2. The method for modeling process uncertainties of a lattice structure according to claim 1, characterized in that, The beam element is of type Beam188.
3. The method for modeling process uncertainties of a lattice structure according to claim 1, characterized in that, The types of rods in the lattice structure are divided into horizontal rods, vertical rods, and other rods at different angles to the horizontal plane.
4. The method for modeling process uncertainties of lattice structures according to claim 1, Its features are, The number of measurement locations is the same as the number of lattice structural rod elements in the finite element model.

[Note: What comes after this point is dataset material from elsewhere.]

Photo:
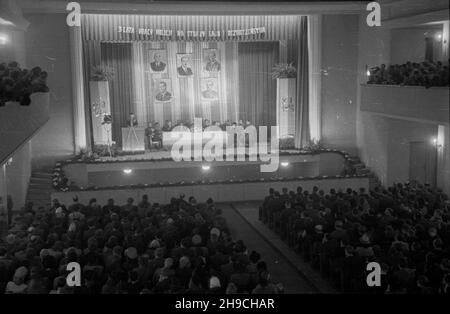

5. The method for modeling process uncertainties of a lattice structure according to claim 1, characterized in that, The model parameters of the beam element include cross-sectional eccentricity and cross-sectional moment of inertia.
6. The method for modeling process uncertainties of a lattice structure according to claim 1, characterized in that, The required accuracy ε1 is greater than 95%.
7. The method for modeling process uncertainties of a lattice structure according to claim 1, characterized in that, The order of the polynomial chaotic expansion is p = 3.
8. The method for modeling process uncertainties of a lattice structure according to claim 1, characterized in that, The integration points for the polynomial chaotic expansion calculation are determined using sparse mesh technology.
9. The method for modeling process uncertainties of a lattice structure according to claim 1, characterized in that, The solution to the polynomial chaotic expansion coefficients includes: Where, N i To calculate the number of integration points, g j Let ζ be the coefficient of the j-th term in polynomial chaos. i For the i-th integration point, Ψ j Let j be the basis function of the polynomial chaos. Let ω be the mean of the squares of the j-th basis functions. i Let f(ζ) be the weight of the i-th integration point. i ) represents the response value corresponding to the i-th integration point.
10. The method for modeling process uncertainties of a lattice structure according to claim 9, characterized in that, The expressions for the mean and standard deviation of the response are: μ=g0 Where P is the total number of terms in the polynomial chaotic expansion, μ is the mean, and σ is the standard deviation.